The plaintiffs sued for and on behalf of the Ogunloye family of Agboyi Village and the defendants are sued in their own personal capacities. In the Statement of Claim the plaintiffs claimed that they are “the traditional owners of Agboyi Village and its environments from time immemorial.”

On the basis of this averment the plaintiffs claimed to have let some portions of the Village Farm to tenants for the purpose of cutting firewood therefrom. According to the plaintiffs they had been collecting rents from the tenants until they were disturbed in 1959. It was also averred by them that in 1958 one Bata Ajiboye who was then the Head of Odoyi Family at Agboyi Village sued three members of the present plaintiffs’ family individually for trespass and damages in Suit AB/53/58 and it was alleged that the claims in that suit were dismissed.

The plaintiffs also averred that since the judgment in the suit aforementioned, they had not been disturbed from 1961 until sometime in 1969 when their tenants ceased paying rents to them on the allegation that the defendants had forced them (tenants) to be paying rent to them (defendants) and it was for this that the plaintiffs had filed this action.

The defendants, in their Statement of Defence, denied the allegation of the plaintiffs and claimed ownership of Agboyi Village through settlement by their ancestors, and averred that it was their ancestors who brought Ogunloye to Agboyi and permitted him to live on a portion of the land. They claimed that there is a Communal Land in Agboyi which consists of:-
(a)    Ito Ogun
(b)   Ito Asan
(c)   Ito Kurudu
(d)   Ito Balegin
(e)   Ito Asuni
(f)    Ito Agboyi

The defendants claimed that Agboyi originally belonged to the Odoyi the first settler who migrated from Ile-Ife several years ago and founded Agboyi. They also claimed that Agboyi communal land as comprising six Itos belonged originally to Odoyi. The defendants also claimed that the plaintiffs are Ijebus and not Aworis and that their ancestors came from Ijebu Ode near Ikorodu.

Several other averments were made as to the shrines on the land which were being kept by the defendants. The defendant claimed that the plaintiffs and their ancestors were the tenants of Chief Oloto and Alhaji Ashafa of Lagos, in respect of an area of land in Ifako and that it was from that area that the plaintiffs were cutting materials for mats, and that this area is quite different from Agboyi land. With regards to tenants on the land, the defendants claimed that they had for the past 40 years had been tenants on the land and that the rents had been paid to the Chiefs and elders of Agboyi, that is, the present defendants and their predecessors, and that such rents were used for communal benefits, traditional sacrifices to their god, and for the general improvements of Agboyi land.

They also claimed that when the plaintiffs attempted in 1969 to lease Agboyi land to tenants they protested and that after the intervention of the Police and some important people the plaintiffs agreed to stop leasing Agboyi land without the consent of the defendants.
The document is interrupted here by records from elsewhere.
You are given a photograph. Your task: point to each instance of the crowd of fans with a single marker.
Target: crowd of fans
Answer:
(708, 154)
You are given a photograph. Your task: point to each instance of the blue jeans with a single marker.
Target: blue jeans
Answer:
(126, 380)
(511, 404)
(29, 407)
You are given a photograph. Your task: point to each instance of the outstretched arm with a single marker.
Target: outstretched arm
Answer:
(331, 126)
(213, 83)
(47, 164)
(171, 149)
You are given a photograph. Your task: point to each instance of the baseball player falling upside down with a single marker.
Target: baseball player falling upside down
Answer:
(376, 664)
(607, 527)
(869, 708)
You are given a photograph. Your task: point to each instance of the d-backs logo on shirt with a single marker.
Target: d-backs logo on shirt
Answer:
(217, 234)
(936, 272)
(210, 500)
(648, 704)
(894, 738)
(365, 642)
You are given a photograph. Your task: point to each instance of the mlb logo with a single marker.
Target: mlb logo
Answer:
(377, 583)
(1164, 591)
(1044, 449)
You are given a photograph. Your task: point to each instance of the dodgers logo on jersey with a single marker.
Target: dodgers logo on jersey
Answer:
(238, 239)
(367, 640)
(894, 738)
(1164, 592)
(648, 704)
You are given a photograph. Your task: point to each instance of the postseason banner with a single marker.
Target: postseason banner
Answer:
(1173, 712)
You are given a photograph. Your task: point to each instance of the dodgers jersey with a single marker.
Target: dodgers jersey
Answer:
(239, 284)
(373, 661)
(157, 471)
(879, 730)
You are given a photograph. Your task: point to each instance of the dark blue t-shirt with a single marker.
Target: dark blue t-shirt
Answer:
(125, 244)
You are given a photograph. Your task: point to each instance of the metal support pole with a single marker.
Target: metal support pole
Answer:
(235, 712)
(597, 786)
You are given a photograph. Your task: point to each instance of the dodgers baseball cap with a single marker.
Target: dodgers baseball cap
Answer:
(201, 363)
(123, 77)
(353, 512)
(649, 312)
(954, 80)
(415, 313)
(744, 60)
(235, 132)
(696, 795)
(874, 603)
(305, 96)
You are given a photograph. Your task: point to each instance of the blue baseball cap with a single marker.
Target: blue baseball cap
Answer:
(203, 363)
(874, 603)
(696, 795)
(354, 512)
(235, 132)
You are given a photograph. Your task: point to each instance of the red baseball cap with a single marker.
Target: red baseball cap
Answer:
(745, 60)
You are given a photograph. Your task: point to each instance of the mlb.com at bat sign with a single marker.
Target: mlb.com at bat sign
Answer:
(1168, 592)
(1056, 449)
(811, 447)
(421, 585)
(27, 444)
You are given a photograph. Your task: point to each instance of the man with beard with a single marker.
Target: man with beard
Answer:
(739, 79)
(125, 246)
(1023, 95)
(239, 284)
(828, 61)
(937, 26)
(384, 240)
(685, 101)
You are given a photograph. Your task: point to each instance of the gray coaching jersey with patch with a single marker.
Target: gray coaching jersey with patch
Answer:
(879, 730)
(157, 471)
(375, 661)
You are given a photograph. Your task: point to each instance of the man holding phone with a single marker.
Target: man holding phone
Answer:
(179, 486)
They also claimed that the plaintiffs brought their six tenants before the Bale and the Agboyi chiefs and instructed them that they should pay their rents to the defendants. The defendants, however, said that they do not know Ore, Oro, Ayo and Azikiwe and so do not collect any rents from them.

See also  Halima Hassan Tukur V. Garba Umar Uba & Ors (2012) LLJR-SC

Evidence was led by both parties to support their traditional history and the plaintiffs led evidence with regards to rents which they claimed were entitled to be paid to them. It must here be stated that although the plaintiffs claimed that they had six tenants on the land paying rents to them, the only witness called to support that averment was one Ijebu Igbo whom they had previously claimed to be one of their tenants.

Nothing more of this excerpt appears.